If this is helpful, please reply.
I get what you mean, but I still think Araucoforever has a point. We're equating the cat with the boss. The German word for cat used here is Katze, not Kater, which means that it's a female cat. Thus, the sentence should either be... - "Dieser Kater ist mein Chef, nicht mein Haustier" or... - "Diese Katze ist meine Chefin, nicht mein Haustier".
I realize that usually you would use Katze as a neutral term when you don't know the gender of the cat, but whatever word you use to write "boss" is bringing gender into it, so that should affect what word you use to write "cat".
Just like you can write "Die Schüler" to mean a group of pupils - both male and female - but if you wrote "Die Schüler sind meine Chefinen" (Ok, I'm not entirely sure what the plural form of Chefin is. I hope it's correct), that would be confusing.
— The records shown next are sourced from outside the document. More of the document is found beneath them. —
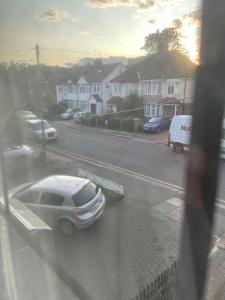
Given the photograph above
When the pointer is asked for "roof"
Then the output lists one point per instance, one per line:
(99, 73)
(159, 66)
(61, 184)
(97, 97)
(115, 99)
(170, 100)
(33, 121)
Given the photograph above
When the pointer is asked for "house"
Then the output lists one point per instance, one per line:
(91, 91)
(164, 81)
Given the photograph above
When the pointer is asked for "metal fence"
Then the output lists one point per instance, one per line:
(162, 287)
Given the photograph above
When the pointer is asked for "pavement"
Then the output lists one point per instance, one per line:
(134, 240)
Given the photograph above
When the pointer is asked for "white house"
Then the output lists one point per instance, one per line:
(164, 81)
(91, 91)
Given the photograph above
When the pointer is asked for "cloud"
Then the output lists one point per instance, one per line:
(152, 21)
(76, 20)
(191, 18)
(85, 32)
(177, 23)
(140, 4)
(52, 15)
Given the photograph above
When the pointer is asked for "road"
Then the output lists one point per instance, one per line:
(141, 156)
(135, 239)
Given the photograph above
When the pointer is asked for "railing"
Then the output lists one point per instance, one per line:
(162, 287)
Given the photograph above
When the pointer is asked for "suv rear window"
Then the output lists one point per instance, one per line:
(85, 195)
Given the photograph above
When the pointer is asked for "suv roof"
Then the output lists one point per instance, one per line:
(61, 184)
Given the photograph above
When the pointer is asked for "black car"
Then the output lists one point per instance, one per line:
(157, 124)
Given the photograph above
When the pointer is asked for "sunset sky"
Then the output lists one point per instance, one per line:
(69, 30)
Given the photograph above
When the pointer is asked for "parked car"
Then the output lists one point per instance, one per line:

Do you get what I mean? One is either neutral or female (or male in the last example) and the other is male (or female in the last example). Shouldn't it match up??
The Schüler/innen/Chef/innen example isn't quite the same. Both those words behave identically with regard to gender: one form has masculine grammatical gender, and can refer to males, a mixed group, or people of unspecified gender. If we use the "-innen" form for one, then we're definitely talking about an all-female group, so it makes sense to use -innen for the other noun as well.
But "Katze" refers to female, or non-specified, or mixed sex (as "Katzen"). So if we're talking about a cat and not specifying its gender, "Katze" + "Chef" seems appropriate. If we wanted to specify that it was a female cat, then we would use "Chefin".
I realised that I have not come across ,,der Kater'', which refers to a male cat specifically. The course has so far only introduced ,,die Katze'' up to this point. This question came as a listening exercise to me, but ,,Dieser Kater ist mein Chef, nicht mein Haustier'' is probably a valid sentence as well.
What is the difference between ,,Chef | Chefin'' and ,,Leiter | Leiterin''?
The gender of the word doesn't always match the gender of the entity. "Kater" means specifically a male cat, but "Katze" can be a female cat or one of non-specified gender. "Chef"/"Chefin" works the other way: "Chefin" refers specifically to a female boss, "Chef" could be used for a male boss or for a boss of non-specified gender.
So the English equivalents would be: "Diese Katze ist meine Chefin": this cat is a female boss. "Dieser Kater ist mein Chef": this male cat is a boss. "Diese Katze ist mein Chef": this cat is a boss (without specifying the cat's gender).
An English comparison would be words like actor/actress. An "actress" is always female, but an "actor" isn't always male: https://en.wikipedia.org/wiki/List_of_highest_paid_film_actors. OTOH, a "drake" is a male duck but a "duck" isn't necessarily female.
So I could write something like "the duck was the best actor in that film" and it would be similar to "diese Katze ist mein Chef".